Filipe Araújo/Estadão
Filipe Araújo/Estadão

Roraima tem maior teto de gasto por voto

Levantamento mostra previsão de desembolso dos principais candidatos ao governo nestas eleições; Distrito Federal é segundo na lista

Daniel Bramatti, Pedro Venceslau, O Estado de S.Paulo

13 de julho de 2014 | 02h06

Os principais candidatos a governador do Centro-Oeste, do Norte e do Nordeste previram tetos de gastos de campanha mais altos que os concorrentes do Sudeste e do Sul, em termos proporcionais. O líder no ranking é Roraima, que tem 0,2% do eleitorado nacional.

Se os tetos servirem como indicador do gasto efetivo, as campanhas serão mais caras nas regiões mais pobres do País - um fenômeno já observado por cientistas políticos em eleições passadas.

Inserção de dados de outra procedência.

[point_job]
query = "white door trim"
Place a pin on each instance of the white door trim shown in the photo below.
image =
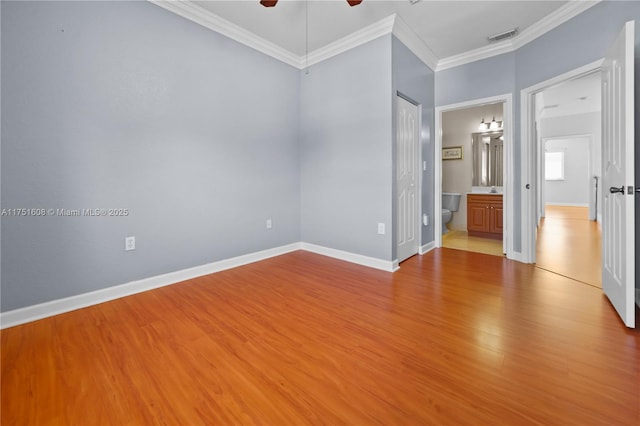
(509, 167)
(419, 181)
(528, 147)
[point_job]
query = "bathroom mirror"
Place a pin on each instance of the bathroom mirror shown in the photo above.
(487, 158)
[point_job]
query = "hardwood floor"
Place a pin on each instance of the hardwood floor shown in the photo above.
(452, 338)
(460, 240)
(570, 244)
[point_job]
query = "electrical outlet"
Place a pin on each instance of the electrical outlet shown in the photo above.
(130, 243)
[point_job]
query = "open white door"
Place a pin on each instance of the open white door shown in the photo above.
(407, 161)
(618, 252)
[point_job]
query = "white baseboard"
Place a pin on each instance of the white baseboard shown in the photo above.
(372, 262)
(427, 247)
(67, 304)
(516, 255)
(59, 306)
(566, 204)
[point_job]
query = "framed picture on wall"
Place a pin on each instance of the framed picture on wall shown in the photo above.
(452, 153)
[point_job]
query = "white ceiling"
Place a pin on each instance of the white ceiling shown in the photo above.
(447, 28)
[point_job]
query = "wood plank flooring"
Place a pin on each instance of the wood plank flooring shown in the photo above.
(453, 337)
(460, 240)
(570, 244)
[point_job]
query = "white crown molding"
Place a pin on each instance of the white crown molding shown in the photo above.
(409, 38)
(200, 16)
(548, 23)
(366, 34)
(475, 55)
(553, 20)
(391, 24)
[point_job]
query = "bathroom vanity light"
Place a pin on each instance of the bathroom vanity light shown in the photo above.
(493, 126)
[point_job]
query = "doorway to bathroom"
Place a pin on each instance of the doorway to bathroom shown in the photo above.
(478, 133)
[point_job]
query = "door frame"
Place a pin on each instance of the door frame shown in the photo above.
(419, 181)
(508, 164)
(529, 156)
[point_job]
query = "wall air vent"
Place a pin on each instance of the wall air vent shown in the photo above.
(503, 36)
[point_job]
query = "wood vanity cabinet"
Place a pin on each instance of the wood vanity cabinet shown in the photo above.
(484, 215)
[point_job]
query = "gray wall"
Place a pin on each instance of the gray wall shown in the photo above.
(126, 105)
(575, 43)
(412, 78)
(346, 151)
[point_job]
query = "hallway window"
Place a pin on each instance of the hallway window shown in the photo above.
(554, 165)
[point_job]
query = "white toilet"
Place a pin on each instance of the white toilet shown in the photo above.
(450, 204)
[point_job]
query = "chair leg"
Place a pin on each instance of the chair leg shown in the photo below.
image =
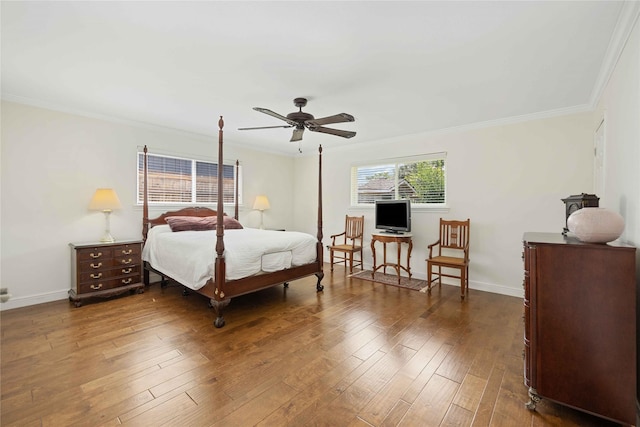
(350, 262)
(331, 258)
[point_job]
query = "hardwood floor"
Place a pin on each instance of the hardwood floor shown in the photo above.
(357, 354)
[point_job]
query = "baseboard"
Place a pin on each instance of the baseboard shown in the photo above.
(17, 302)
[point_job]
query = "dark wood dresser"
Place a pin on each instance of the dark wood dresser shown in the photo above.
(105, 269)
(580, 325)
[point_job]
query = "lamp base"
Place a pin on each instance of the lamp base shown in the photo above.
(107, 238)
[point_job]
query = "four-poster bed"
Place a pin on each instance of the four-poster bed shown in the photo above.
(219, 288)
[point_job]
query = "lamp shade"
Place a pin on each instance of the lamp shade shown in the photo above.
(104, 199)
(261, 203)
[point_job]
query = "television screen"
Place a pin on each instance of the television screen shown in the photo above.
(393, 216)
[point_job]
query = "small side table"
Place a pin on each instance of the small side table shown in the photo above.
(104, 269)
(398, 239)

Os limites de despesas foram definidos pelos próprios partidos no momento do registro das candidaturas. A tendência das campanhas é superestimar o teto, para evitar a necessidade de pedir um reajuste à Justiça Eleitoral, na hipótese de arrecadação e despesas superarem as previsões iniciais.

Como todos seguem o mesmo padrão de superestimação, o teto acaba sendo um indicador de gastos, ainda que não tão preciso. A concretização das previsões depende da arrecadação de doações privadas, e estas costumam se concentrar no candidato favorito.

O ranking publicado nesta página mostra em que Estados há maior previsão de teto de gastos por eleitor. Os valores representam a média dos valores apresentados à Justiça Eleitoral pelas duas campanhas com maior teto em cada unidade da Federação.

As 16 primeiras posições do ranking são ocupadas por Estados do Centro-Oeste, do Norte e do Nordeste. Na eleição passada, com variações em algumas posições, o quadro foi muito parecido.

Tanto em 2014 quanto em 2010, a primeira colocação no ranking foi ocupada por Roraima, e a última, pelo Rio Grande do Sul. São Paulo, Estado que possui 32 milhões de eleitores, ficou na penúltima posição nas duas campanhas, quando se considera o teto por eleitor. Em valores absolutos, porém, o teto é o maior do País (R$ 92,5 milhões, na média das duas campanhas com maiores previsões).

Opacidade. Comparar tetos de gastos com despesas efetivamente realizadas é tarefa impossível com os dados que o Tribunal Superior Eleitoral publica na internet.

Assim como há "doações ocultas" - aquelas em que os partidos agem como intermediários, para evitar que empresas sejam relacionadas aos candidatos que financiam -, nada impede que os candidatos façam "gastos ocultos".

Isso porque, além de sua própria conta de campanha, candidatos a governador podem movimentar recursos do chamado comitê financeiro único - entidade controlada pelo partido e que pode gerenciar despesas dos candidatos a todos os cargos em um determinado Estado (governador, senador, deputado federal e deputado estadual).

As prestações de contas desses comitês também são publicadas na internet, mas enumeram apenas despesas com propaganda, alimentação e transporte, entre outras, sem relacioná-las aos candidatos beneficiados.

Por causa dessa confusão contábil, o advogado Alberto Rollo, especialista em legislação eleitoral, considera "inócuo" o teto de gastos de campanha dos candidatos a governador. "É quase impossível saber o que é gasto do candidato ou do partido."

A advogada Katherine Schreiner, presidente do Instituto Catarinense de Direito Eleitoral, alerta que não é correto encarar o teto como uma previsão de gastos. "Já participei de várias campanhas e sempre aconselhei meus clientes a jogar o teto para cima, mesmo que a previsão de arrecadação seja menor. É muito difícil a Justiça Eleitoral aceitar revisar esse número depois."